Aon doesn't know it yet, but this ship will become more than just his escape—it will become his home. He'll name her Bedouin, after the nomadic wanderers of Earth's deserts, a fitting title for the vessel that will carry him and Jack across the endless expanse of space on adventures far beyond anything in his former life as a courier.
This painting captures that pivotal instant: standing before impossible salvation, about to step from one life into another entirely.
5x7 feet, featuring Andrew's most detailed work. Part of the Jack the Space Dog series.
Morning Coffee
Stranded on an ancient, unpopulated planet after an emergency space-fold gone wrong, pilot Aeon and his loyal companion Jack the Space Dog have found an unexpected routine. Each morning, Aeon sits against his favorite rock on a cliffside platform, accessible through mysterious doorways within the city below, to take in the view with a cup of coffee while Jack basks in the sun.
The forgotten metropolis rising from the water is hundreds of thousands of years old—its central floating tower and distinctive architecture blending ancient Egyptian and Roman influences with otherworldly technology. Power still flows through the massive underwater station that keeps the city standing and the water at bay, though the civilization that built it has long vanished.
This 3x4 foot painting captures a quiet moment of peace and absurdity: two travelers making the best of an impossible situation, finding beauty in their temporary home while Aeon searches for a way back to the stars.

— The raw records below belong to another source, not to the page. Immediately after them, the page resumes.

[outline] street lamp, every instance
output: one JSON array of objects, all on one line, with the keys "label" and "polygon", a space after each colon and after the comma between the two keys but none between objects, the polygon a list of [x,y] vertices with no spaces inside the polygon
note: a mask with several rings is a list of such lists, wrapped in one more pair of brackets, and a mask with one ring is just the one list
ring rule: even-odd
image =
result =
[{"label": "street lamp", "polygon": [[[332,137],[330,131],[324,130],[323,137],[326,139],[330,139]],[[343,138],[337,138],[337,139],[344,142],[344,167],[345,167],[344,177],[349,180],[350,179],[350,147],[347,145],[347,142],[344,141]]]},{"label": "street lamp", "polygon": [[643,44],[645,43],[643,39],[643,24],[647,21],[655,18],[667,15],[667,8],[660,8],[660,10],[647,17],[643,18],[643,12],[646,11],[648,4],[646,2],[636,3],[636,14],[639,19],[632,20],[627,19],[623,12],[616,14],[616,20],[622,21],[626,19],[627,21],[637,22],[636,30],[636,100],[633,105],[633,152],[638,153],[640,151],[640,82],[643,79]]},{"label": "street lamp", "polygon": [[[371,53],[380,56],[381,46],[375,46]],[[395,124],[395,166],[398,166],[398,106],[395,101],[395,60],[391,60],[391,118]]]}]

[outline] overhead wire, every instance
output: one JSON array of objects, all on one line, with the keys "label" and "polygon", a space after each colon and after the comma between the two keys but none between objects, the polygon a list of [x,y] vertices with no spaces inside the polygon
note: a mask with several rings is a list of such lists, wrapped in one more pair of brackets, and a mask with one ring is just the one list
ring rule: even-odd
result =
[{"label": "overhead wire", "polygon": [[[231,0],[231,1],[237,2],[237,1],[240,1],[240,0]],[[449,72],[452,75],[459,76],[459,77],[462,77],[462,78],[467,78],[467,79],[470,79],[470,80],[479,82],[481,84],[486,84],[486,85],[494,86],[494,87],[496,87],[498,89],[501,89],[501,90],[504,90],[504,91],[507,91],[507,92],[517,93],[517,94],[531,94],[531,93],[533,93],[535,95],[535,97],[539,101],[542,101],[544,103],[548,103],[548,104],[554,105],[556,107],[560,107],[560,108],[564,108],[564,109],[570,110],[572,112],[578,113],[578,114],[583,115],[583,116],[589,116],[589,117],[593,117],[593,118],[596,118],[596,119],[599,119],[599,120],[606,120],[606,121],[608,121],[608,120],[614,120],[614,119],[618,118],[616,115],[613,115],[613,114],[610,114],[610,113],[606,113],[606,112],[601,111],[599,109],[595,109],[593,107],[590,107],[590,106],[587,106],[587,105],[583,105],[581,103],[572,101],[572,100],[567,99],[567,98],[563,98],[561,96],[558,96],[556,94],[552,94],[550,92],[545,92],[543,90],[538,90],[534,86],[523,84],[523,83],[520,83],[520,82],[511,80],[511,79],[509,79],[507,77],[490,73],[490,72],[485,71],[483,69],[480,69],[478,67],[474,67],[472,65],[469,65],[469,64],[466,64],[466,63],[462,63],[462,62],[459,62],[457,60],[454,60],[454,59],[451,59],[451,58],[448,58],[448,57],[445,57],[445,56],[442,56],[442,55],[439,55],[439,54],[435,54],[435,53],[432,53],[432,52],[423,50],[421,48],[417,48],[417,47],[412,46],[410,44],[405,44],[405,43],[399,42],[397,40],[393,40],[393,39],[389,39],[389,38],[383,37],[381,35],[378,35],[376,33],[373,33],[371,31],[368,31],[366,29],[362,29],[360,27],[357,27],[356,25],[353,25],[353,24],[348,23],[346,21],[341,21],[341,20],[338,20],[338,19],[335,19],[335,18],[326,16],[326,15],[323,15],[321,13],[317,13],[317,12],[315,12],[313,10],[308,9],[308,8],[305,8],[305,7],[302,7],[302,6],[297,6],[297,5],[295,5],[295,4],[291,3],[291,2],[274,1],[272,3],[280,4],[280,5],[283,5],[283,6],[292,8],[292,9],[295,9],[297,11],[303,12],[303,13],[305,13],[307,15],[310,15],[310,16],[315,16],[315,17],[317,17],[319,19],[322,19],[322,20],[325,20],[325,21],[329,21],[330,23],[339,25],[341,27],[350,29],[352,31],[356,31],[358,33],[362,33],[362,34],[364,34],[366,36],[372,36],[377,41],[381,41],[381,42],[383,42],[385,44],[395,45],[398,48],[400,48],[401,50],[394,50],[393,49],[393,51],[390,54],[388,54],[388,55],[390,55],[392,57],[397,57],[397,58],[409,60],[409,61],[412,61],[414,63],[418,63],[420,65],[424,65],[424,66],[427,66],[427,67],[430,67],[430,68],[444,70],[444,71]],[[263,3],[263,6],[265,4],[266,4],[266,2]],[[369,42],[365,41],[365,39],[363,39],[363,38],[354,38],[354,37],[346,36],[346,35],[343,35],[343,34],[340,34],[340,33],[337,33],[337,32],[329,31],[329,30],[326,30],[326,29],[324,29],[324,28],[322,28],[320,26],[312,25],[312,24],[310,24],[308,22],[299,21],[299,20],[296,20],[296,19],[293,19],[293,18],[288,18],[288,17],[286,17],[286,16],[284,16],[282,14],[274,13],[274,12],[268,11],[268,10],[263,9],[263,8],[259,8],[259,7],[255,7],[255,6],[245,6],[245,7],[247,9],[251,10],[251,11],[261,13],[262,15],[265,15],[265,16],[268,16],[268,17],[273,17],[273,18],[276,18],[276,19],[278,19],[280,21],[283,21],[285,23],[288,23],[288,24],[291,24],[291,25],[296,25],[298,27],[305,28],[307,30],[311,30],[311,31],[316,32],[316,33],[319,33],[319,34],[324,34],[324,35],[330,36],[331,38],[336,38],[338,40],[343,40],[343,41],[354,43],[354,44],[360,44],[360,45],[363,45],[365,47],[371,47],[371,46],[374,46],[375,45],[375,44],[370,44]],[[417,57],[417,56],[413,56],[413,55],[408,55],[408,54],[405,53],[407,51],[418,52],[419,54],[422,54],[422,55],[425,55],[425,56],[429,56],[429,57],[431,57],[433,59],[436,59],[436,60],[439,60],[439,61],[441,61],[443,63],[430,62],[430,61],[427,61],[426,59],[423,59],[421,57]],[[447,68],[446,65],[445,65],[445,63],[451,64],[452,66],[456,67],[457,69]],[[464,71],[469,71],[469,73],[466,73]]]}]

Part of the Jack the Space Dog series
The Source
"The Source" is a monumental 7x5 foot masterpiece that secretly forms the outline of a human heart within its stunning technological landscape of hand-painted fractals and crystalline structures. This groundbreaking Plus Ultra style painting represents the ultimate fusion of mathematical precision and emotional storytelling.
Fulcrum
The pivotal moment. The point where everything changes.
Stranded for months on an abandoned planet with no way home, Aon and Jack the Space Dog face an impossible choice: undergo a transformation never intended for their species, or remain trapped forever. The AI that has guided them—until now just a disembodied voice haunting the ancient city—manifests for the first time as a small glowing presence, bearing witness to their decision.
This is the moment they merge with the technology of a civilization that vanished hundreds of thousands of years ago. Three luminous bands spin and rotate around them, the signature symbol of this lost people's power—appearing whenever matter transforms into energy, gravity shifts into force, or the impossible becomes real. Aon and Jack choose this together, knowing they may not survive, knowing they will emerge as something wholly new.
They do survive. And in doing so, they become something extraordinary: beings with access to technologies so advanced they appear as magic, able to awaken the dormant wonders scattered across the galaxy. They also become, as the AI knew they must, the inadequately provisioned saviors of existence itself.
Back home, Aon's friend Victus believes he killed him with that experimental folding drive. It's been eight months of silence. He doesn't know that everything—for Aon, for Jack, for the entire galaxy—is about to change.
Full color spectrum palette reserved for the story's most significant moments. Part of the Jack the Space Dog series.
Just a Weekday
A routine stopover in an extraordinary life. Space courier Aon and his faithful companion Jack the Space Dog rest at a campfire beneath twin sunsets on a waypoint planet—just another Tuesday in the vastness of the multidimensional universe.
While Aon dozes against ancient roots, Jack gazes knowingly at the viewer, as if aware of being observed. Behind them rises a massive dual-city tower: a bustling ground-level port where any traveler can dock, and above it, an exclusive citizens-only district separated by a glowing checkpoint. Golden temple bubbles dot the landscape below—this civilization's way of sharing their beliefs with visitors. A mysterious ring orbits the structure, a casual display of technological prowess.
Despite the fantastical setting, this isn't the most remarkable place Aon has visited, nor will it be. The painting's title captures the beautiful mundanity of their adventures: in a life spent traversing impossible worlds and protecting undeveloped planets from outside influence, even magic becomes ordinary.
First painting to feature Jack and Aon together. Created live at Backwoods Music Festival 2023. Part of the "Plus Ultra" series exploring exaggerated depth and perspective.